TLDR: A seminal work that grows by preserving the network function output.

How can we transfer knowledge from one network to a new, larger network? Net2Net [CGS16] is one of the first papers to propose function-preserving morphisms to transfer knowledge across networks. A network morphism \(A', \theta' = \mathcal{T}(A, \theta)\) is called function-preserving if the network output \(f\) satisfies,

\[\begin{aligned} \forall x \in \mathcal{D}, \quad f_{A', \theta'}(x) = f_{A, \theta}(x). \end{aligned}\]

Growth operations

Net2Net proposes:

  • Net2WiderNet increases the width of a layer by replicating existing neurons. Each new neuron copies the incoming weights of an existing neuron, and the outgoing weights of all copies (including the original) are divided by the replication count to preserve the function. In practice, to break symmetry, a small amount of random noise is added to the new neurons.

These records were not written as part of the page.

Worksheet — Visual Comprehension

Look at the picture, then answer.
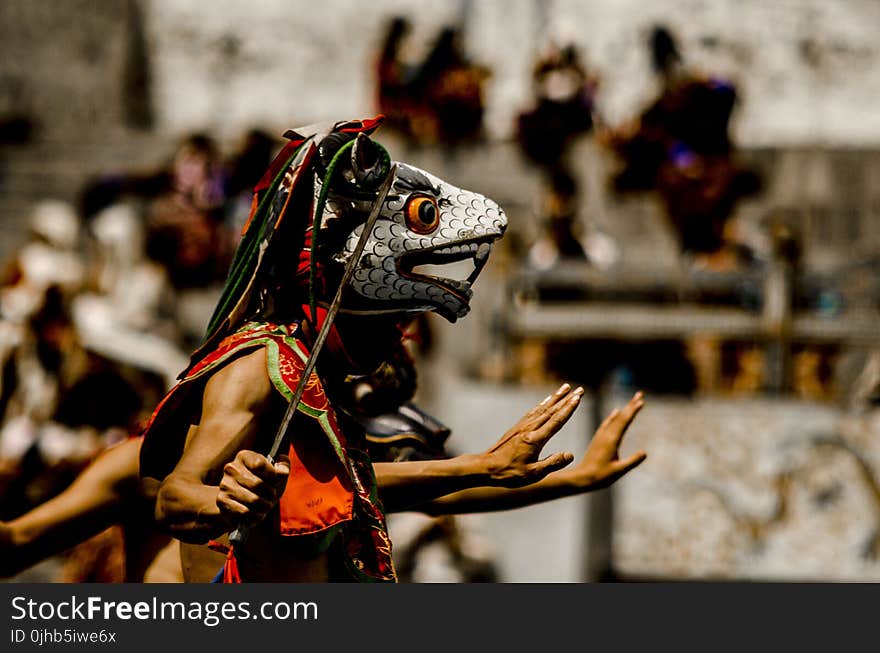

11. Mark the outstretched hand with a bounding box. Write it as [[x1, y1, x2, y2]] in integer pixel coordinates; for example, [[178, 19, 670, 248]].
[[483, 383, 584, 488], [566, 392, 648, 490]]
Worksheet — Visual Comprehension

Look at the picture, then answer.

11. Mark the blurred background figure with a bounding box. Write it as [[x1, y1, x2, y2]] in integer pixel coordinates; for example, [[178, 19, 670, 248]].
[[0, 0, 880, 582], [375, 21, 491, 148], [516, 43, 598, 177], [516, 43, 598, 269], [610, 25, 760, 269]]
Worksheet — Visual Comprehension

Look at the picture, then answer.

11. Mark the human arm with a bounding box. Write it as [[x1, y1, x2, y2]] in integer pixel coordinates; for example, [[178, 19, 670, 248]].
[[156, 347, 290, 543], [373, 383, 583, 512], [414, 392, 647, 516], [0, 439, 140, 578]]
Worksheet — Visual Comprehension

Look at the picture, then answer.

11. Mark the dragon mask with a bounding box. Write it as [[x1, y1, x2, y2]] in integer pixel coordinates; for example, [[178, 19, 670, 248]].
[[202, 117, 507, 352]]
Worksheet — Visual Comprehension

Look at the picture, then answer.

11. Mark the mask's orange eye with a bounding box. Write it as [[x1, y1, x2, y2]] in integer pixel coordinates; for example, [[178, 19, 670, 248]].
[[405, 195, 440, 234]]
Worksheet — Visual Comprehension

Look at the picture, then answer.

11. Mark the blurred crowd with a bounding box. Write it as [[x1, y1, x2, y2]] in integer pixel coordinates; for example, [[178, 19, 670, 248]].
[[0, 17, 872, 580], [0, 130, 278, 577]]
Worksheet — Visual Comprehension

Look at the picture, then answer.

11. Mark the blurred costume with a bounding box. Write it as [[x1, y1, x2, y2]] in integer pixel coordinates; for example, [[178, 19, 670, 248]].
[[611, 27, 760, 254], [375, 22, 490, 145], [516, 45, 596, 171], [141, 118, 506, 582], [516, 45, 597, 269]]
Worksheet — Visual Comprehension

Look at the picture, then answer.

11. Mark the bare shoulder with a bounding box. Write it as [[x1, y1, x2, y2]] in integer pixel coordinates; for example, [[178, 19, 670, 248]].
[[203, 347, 275, 412]]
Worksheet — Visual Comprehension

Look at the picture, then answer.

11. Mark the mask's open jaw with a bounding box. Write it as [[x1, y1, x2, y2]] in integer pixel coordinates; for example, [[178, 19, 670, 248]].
[[397, 238, 494, 304]]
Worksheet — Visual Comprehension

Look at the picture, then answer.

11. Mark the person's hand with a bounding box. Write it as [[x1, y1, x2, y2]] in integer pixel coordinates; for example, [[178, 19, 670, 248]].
[[217, 450, 290, 525], [566, 392, 648, 490], [483, 383, 584, 487]]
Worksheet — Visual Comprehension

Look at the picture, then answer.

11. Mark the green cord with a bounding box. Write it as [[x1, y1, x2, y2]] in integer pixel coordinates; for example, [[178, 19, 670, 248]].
[[309, 139, 391, 321]]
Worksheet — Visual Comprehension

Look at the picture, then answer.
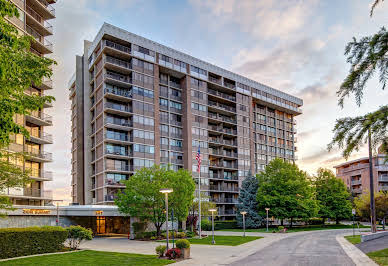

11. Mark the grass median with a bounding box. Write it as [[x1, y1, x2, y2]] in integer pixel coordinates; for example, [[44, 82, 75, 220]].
[[218, 224, 370, 233], [158, 236, 262, 246], [0, 250, 175, 266]]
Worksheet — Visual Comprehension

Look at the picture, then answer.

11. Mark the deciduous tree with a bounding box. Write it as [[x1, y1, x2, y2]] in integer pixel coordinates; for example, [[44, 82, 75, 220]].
[[314, 168, 352, 223], [257, 158, 318, 226], [237, 175, 262, 228], [0, 0, 55, 215], [115, 165, 195, 235]]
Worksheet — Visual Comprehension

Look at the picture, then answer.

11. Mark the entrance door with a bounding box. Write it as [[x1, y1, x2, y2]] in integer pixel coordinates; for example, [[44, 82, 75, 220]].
[[96, 216, 105, 234]]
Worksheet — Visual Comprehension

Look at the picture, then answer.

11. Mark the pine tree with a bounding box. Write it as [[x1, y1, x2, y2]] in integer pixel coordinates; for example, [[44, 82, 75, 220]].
[[237, 175, 262, 228]]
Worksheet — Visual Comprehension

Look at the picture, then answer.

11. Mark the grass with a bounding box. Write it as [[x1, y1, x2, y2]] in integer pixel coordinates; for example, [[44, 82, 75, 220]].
[[158, 236, 262, 246], [367, 248, 388, 265], [0, 250, 175, 266], [219, 224, 369, 233], [345, 235, 361, 245]]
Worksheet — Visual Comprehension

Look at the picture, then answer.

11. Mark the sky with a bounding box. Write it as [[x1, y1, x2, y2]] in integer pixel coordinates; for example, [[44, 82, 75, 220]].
[[46, 0, 388, 204]]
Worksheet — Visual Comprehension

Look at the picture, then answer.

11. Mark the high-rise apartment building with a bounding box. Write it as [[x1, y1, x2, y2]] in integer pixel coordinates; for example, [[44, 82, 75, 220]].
[[1, 0, 56, 206], [334, 154, 388, 196], [69, 24, 303, 219]]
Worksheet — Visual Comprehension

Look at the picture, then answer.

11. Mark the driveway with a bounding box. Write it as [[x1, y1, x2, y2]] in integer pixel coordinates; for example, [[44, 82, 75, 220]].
[[230, 230, 355, 266]]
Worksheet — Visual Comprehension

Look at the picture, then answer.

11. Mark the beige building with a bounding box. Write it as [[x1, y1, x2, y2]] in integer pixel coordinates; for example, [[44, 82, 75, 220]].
[[334, 154, 388, 195], [2, 0, 56, 206], [69, 24, 303, 219]]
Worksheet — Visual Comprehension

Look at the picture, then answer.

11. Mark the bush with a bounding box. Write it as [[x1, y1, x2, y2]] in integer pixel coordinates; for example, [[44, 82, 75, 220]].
[[166, 248, 181, 260], [186, 231, 195, 238], [132, 222, 147, 233], [176, 239, 190, 249], [66, 225, 93, 249], [214, 220, 238, 230], [201, 220, 212, 231], [0, 226, 68, 259], [155, 245, 167, 257]]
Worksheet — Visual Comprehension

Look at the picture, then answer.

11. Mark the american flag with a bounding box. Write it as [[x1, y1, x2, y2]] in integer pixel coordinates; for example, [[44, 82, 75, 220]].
[[195, 145, 201, 173]]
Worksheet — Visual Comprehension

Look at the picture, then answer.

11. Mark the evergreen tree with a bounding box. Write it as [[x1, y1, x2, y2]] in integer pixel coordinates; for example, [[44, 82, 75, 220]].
[[237, 175, 262, 228]]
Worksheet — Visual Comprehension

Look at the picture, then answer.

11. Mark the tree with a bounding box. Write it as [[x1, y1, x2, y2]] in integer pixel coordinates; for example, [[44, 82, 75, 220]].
[[186, 192, 217, 232], [237, 175, 262, 228], [115, 165, 195, 236], [314, 168, 352, 224], [257, 158, 318, 226], [354, 192, 388, 230], [328, 0, 388, 158], [0, 0, 55, 215]]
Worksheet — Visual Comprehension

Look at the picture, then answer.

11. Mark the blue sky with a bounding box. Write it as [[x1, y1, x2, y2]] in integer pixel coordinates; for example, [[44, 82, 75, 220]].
[[47, 0, 388, 204]]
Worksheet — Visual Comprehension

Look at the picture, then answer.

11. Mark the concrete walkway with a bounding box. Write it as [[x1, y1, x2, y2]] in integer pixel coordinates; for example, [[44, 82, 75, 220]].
[[81, 230, 375, 266]]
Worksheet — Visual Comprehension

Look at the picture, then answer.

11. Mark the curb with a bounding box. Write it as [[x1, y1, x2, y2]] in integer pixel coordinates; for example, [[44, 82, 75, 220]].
[[0, 250, 84, 262], [336, 235, 378, 266]]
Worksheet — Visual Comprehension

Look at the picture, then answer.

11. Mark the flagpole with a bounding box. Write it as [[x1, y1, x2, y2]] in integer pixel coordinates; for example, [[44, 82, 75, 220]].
[[198, 165, 202, 238]]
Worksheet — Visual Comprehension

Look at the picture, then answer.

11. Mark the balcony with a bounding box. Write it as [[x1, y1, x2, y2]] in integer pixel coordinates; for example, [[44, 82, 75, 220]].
[[26, 111, 53, 126], [26, 25, 53, 54], [0, 188, 53, 199], [379, 174, 388, 182], [26, 0, 55, 20], [26, 169, 53, 181], [210, 198, 238, 204], [207, 89, 236, 102], [27, 128, 53, 144], [104, 56, 132, 73], [26, 6, 53, 36]]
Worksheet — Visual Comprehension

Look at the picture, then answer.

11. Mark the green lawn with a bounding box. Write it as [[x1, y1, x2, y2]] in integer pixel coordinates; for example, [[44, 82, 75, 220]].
[[367, 248, 388, 266], [219, 224, 369, 233], [158, 236, 262, 246], [0, 250, 175, 266], [345, 235, 361, 245]]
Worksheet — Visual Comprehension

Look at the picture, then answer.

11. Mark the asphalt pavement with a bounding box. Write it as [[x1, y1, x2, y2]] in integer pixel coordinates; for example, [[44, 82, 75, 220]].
[[230, 230, 355, 266]]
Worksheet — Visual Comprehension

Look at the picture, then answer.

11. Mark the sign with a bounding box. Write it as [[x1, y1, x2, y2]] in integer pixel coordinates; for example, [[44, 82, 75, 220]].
[[23, 209, 51, 214]]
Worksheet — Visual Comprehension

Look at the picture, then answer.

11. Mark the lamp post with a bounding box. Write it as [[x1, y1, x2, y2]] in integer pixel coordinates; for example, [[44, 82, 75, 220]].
[[159, 188, 173, 250], [265, 208, 270, 232], [240, 211, 247, 237], [209, 209, 217, 245]]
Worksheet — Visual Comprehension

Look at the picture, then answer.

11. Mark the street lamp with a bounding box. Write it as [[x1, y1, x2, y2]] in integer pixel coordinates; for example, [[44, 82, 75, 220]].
[[240, 211, 247, 237], [209, 209, 217, 245], [265, 208, 270, 232], [159, 188, 173, 250]]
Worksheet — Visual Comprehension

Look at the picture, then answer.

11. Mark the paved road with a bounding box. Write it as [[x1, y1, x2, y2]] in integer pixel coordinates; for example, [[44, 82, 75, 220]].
[[231, 230, 355, 266], [356, 236, 388, 253]]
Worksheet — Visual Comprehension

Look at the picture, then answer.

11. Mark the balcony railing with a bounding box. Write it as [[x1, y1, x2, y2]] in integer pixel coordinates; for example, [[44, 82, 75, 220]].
[[29, 111, 53, 124], [105, 102, 132, 113], [103, 40, 131, 54], [26, 25, 53, 51], [207, 89, 236, 101], [105, 56, 132, 69], [104, 87, 132, 99], [26, 6, 53, 34]]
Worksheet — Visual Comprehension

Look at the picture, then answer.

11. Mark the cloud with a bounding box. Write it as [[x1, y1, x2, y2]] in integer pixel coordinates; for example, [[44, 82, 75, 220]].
[[190, 0, 318, 39]]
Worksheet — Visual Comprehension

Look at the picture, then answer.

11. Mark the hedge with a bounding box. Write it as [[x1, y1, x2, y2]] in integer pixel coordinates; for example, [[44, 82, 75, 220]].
[[0, 226, 68, 259], [214, 220, 238, 230]]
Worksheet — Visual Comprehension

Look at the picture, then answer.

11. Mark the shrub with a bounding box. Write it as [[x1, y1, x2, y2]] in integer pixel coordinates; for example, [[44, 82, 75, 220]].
[[66, 225, 93, 249], [166, 248, 181, 260], [201, 220, 212, 231], [214, 220, 238, 230], [176, 239, 190, 249], [186, 231, 195, 238], [132, 222, 147, 233], [155, 245, 167, 257], [0, 226, 68, 259]]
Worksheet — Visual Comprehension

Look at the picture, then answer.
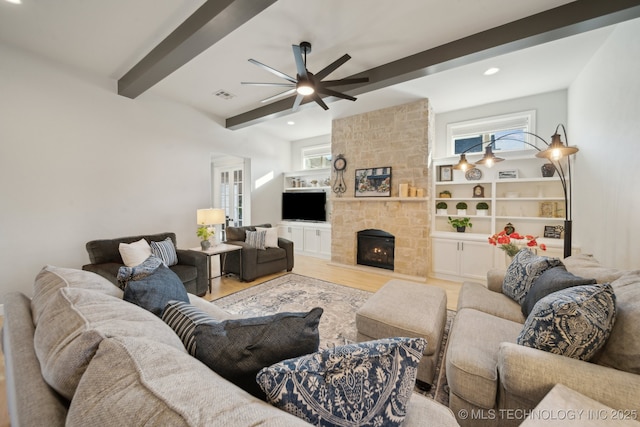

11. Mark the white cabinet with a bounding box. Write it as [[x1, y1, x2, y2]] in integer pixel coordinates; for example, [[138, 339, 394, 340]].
[[278, 221, 331, 258], [432, 239, 495, 281]]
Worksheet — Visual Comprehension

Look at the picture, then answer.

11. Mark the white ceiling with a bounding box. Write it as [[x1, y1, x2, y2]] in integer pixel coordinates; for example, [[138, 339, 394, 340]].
[[0, 0, 624, 140]]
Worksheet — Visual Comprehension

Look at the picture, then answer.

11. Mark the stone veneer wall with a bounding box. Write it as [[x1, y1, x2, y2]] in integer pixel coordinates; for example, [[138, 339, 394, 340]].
[[330, 99, 434, 278]]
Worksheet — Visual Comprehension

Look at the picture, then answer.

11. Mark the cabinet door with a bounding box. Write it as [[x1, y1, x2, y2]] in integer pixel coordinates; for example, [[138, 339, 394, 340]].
[[433, 239, 460, 276], [459, 241, 495, 280]]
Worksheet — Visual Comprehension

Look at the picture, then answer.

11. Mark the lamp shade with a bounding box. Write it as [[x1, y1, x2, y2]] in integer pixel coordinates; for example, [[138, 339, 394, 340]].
[[196, 208, 225, 225]]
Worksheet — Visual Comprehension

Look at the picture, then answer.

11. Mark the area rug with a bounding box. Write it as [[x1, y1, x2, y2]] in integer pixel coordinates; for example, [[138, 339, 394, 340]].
[[214, 273, 455, 406]]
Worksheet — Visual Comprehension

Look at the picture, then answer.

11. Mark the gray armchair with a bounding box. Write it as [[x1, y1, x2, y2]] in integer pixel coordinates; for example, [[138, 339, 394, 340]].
[[225, 224, 293, 282], [82, 233, 209, 296]]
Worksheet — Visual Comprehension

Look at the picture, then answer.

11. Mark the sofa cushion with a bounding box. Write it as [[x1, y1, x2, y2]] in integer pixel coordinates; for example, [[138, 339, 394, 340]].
[[257, 338, 426, 426], [244, 231, 267, 250], [118, 239, 151, 267], [66, 337, 308, 427], [595, 270, 640, 374], [445, 308, 522, 409], [162, 301, 216, 357], [502, 248, 562, 305], [522, 266, 596, 317], [517, 283, 616, 360], [31, 265, 122, 326], [124, 264, 189, 317], [34, 288, 185, 399], [194, 308, 322, 397], [151, 237, 178, 267], [457, 282, 525, 323]]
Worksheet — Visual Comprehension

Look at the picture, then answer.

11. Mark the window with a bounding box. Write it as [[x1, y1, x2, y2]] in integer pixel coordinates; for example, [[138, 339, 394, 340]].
[[447, 110, 537, 155], [302, 144, 331, 169]]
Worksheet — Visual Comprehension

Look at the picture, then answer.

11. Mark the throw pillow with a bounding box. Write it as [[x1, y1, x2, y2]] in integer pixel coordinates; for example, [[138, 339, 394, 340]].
[[162, 301, 216, 357], [194, 307, 323, 398], [256, 227, 279, 248], [151, 237, 178, 267], [502, 248, 562, 305], [517, 283, 616, 361], [118, 239, 151, 267], [522, 266, 596, 317], [123, 264, 189, 317], [257, 338, 426, 426], [244, 231, 267, 249]]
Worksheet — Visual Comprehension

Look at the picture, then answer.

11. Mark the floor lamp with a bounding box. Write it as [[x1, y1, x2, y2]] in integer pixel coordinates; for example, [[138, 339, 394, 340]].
[[453, 124, 578, 258]]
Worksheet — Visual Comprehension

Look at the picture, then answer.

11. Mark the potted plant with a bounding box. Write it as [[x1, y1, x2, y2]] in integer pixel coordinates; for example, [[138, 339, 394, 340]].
[[456, 202, 467, 216], [196, 226, 216, 250], [436, 202, 448, 215], [449, 217, 473, 233], [476, 202, 489, 216]]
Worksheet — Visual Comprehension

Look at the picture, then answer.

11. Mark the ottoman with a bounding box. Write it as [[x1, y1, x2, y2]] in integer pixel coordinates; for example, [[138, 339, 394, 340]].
[[356, 279, 447, 384]]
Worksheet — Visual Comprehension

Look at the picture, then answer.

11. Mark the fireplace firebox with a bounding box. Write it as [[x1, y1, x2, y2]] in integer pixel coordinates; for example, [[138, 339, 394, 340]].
[[357, 229, 396, 270]]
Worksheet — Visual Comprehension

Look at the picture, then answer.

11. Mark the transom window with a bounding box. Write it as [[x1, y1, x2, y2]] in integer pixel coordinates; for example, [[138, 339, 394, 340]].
[[447, 110, 536, 155], [302, 144, 331, 169]]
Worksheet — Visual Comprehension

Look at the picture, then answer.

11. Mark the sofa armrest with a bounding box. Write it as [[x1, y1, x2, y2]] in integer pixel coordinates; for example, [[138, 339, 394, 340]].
[[278, 237, 293, 271], [487, 268, 506, 293], [176, 249, 209, 295], [498, 342, 640, 411]]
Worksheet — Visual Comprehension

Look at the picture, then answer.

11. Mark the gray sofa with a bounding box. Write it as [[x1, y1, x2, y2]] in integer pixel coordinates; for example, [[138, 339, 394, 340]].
[[225, 224, 293, 282], [446, 255, 640, 426], [2, 266, 458, 427], [82, 233, 209, 296]]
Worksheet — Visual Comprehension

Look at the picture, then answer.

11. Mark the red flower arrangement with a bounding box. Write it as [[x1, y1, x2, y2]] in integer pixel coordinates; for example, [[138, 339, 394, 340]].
[[489, 230, 547, 257]]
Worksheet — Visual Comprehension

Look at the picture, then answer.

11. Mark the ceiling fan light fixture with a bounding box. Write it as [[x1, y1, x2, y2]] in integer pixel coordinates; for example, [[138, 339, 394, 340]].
[[296, 81, 315, 96]]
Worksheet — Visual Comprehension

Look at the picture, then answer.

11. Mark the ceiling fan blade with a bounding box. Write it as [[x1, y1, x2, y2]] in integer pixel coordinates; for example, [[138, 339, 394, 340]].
[[320, 77, 369, 87], [291, 94, 304, 111], [260, 87, 296, 103], [316, 87, 356, 101], [249, 59, 298, 83], [291, 44, 307, 79], [240, 82, 296, 87], [311, 92, 329, 110], [315, 53, 351, 80]]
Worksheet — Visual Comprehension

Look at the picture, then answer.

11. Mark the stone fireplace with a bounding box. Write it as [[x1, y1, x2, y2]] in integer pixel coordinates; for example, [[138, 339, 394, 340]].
[[357, 229, 396, 270], [330, 99, 434, 278]]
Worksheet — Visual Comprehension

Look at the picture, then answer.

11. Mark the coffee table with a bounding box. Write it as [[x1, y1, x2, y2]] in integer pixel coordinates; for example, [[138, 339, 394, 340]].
[[189, 243, 242, 292]]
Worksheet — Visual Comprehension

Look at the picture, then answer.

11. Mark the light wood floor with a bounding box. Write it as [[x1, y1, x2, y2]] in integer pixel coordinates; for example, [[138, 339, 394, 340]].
[[0, 255, 461, 427]]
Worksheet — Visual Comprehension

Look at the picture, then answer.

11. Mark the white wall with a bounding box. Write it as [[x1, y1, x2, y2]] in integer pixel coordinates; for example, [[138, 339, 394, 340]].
[[433, 90, 567, 159], [568, 19, 640, 269], [0, 44, 290, 303]]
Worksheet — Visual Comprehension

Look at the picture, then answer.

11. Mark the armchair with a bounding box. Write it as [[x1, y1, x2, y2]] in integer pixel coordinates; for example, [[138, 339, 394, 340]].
[[225, 224, 293, 282]]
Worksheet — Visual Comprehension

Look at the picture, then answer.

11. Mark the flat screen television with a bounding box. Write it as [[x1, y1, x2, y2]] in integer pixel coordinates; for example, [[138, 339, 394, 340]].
[[282, 191, 327, 221]]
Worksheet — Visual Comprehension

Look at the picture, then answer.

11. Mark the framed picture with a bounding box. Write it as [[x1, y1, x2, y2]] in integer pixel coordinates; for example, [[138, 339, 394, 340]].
[[544, 225, 564, 239], [355, 166, 391, 197], [438, 165, 453, 181], [538, 202, 558, 218], [498, 169, 518, 179]]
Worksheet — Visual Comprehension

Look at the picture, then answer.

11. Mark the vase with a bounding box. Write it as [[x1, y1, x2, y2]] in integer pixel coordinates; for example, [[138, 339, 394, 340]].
[[540, 163, 556, 178]]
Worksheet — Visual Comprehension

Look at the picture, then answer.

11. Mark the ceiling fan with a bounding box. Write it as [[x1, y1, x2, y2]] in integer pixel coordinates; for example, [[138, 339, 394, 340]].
[[242, 42, 369, 111]]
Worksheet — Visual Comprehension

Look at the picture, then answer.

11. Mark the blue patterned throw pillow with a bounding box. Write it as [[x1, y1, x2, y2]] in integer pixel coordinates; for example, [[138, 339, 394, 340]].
[[256, 338, 426, 426], [502, 248, 563, 305], [517, 283, 616, 360]]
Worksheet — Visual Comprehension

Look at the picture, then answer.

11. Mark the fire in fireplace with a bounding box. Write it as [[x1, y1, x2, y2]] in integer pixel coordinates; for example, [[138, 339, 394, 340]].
[[357, 229, 396, 270]]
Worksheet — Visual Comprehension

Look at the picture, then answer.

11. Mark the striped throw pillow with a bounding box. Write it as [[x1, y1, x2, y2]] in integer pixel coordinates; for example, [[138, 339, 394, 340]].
[[162, 301, 216, 357], [151, 237, 178, 267], [244, 231, 267, 250]]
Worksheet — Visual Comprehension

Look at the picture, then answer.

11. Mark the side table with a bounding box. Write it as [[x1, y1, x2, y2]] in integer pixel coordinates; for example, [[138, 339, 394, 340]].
[[189, 243, 242, 292]]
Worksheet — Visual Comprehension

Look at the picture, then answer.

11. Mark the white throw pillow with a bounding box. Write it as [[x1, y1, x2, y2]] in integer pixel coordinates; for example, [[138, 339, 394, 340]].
[[118, 239, 151, 267], [256, 227, 278, 248]]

  • Net2DeeperNet increases the depth by inserting a layer initialized to represent the identity mapping. In general, it is only applicable to activation functions \(\sigma\) that are idempotent \(\sigma \circ \sigma = \sigma\), such as ReLU activations, although this can be generalized to a wider class of activation functions using parametrized activation function (like in Network Morphism or SENN). When using batch normalization, the inserted identity layer requires a forward pass on training data to estimate activation statistics and set the normalization parameters accordingly. For ResNets, the Net2DeeperNet operation is trivial as one can add a resididual block with zeroed weights.

When

Net2Net is used once, on converged networks.

Where

Net2Net is used at every relevant location at the same time.

Experimental results

Experiments are conducted on ImageNet with Inception-BN model.

Net2WiderNet

The Net2WiderNet operator is compared to two baselines: Random Pad (widen the small network by adding new units with random weights) and Random Init (train the target network from scratch). The starting network has its channel counts scaled by \(\sqrt{0.3}\) relative to the target network. Net2WiderNet is shown to converge approximately twice as fast (excluding the time to train the smaller network) as Random Init, and reaches the same final accuracy. Random Pad is slightly outperformed. Note that the grown model has the same validation accuracy but a higher training accuracy, which suggests that the growth operation may lead to more overfitting. However for ResNets, the results of AutoGrow suggest that Random Pad outperforms the Net2DeeperNet-style of function-preserving growth. Those results are only presented for a single run and in a figure which makes precise comparison difficult. Note that on ResNet-50 and MobileNet-v1, Variance Transfer provide experimental results showing that Net2WiderNet is outperformed by the full network trained from scratch.

Net2DeeperNet

The Net2DeeperNet operator is compared to the target network trained from scratch. Net2DeeperNet is shown to converge approximately twice as fast (excluding the time to train the smaller network) as the full network trained from scratch, and reaches the same final accuracy.

Remarks

The paper suggests that nearly all hyperparameters used to train from scratch can be reused for the target network. The only exception is the learning rate: they recommend starting the target with approximately \(\frac{1}{10}\) of the small network’s initial learning rate, as the small network’s training has finished with a decayed learning rate.

Open questions

  • What is the reason behind the different conclusions on Net2Net-style initialization in the literature? It’s unclear if this is due to differing architectures, datasets, or some other aspect of the experimental setup.

References

[CGS16]

Tianqi Chen, Ian Goodfellow, and Jonathon Shlens. Net2Net: Accelerating Learning via Knowledge Transfer. In ICLR. 2016. arXiv:1511.05641. URL: http://arxiv.org/abs/1511.05641, doi:10.48550/arXiv.1511.05641.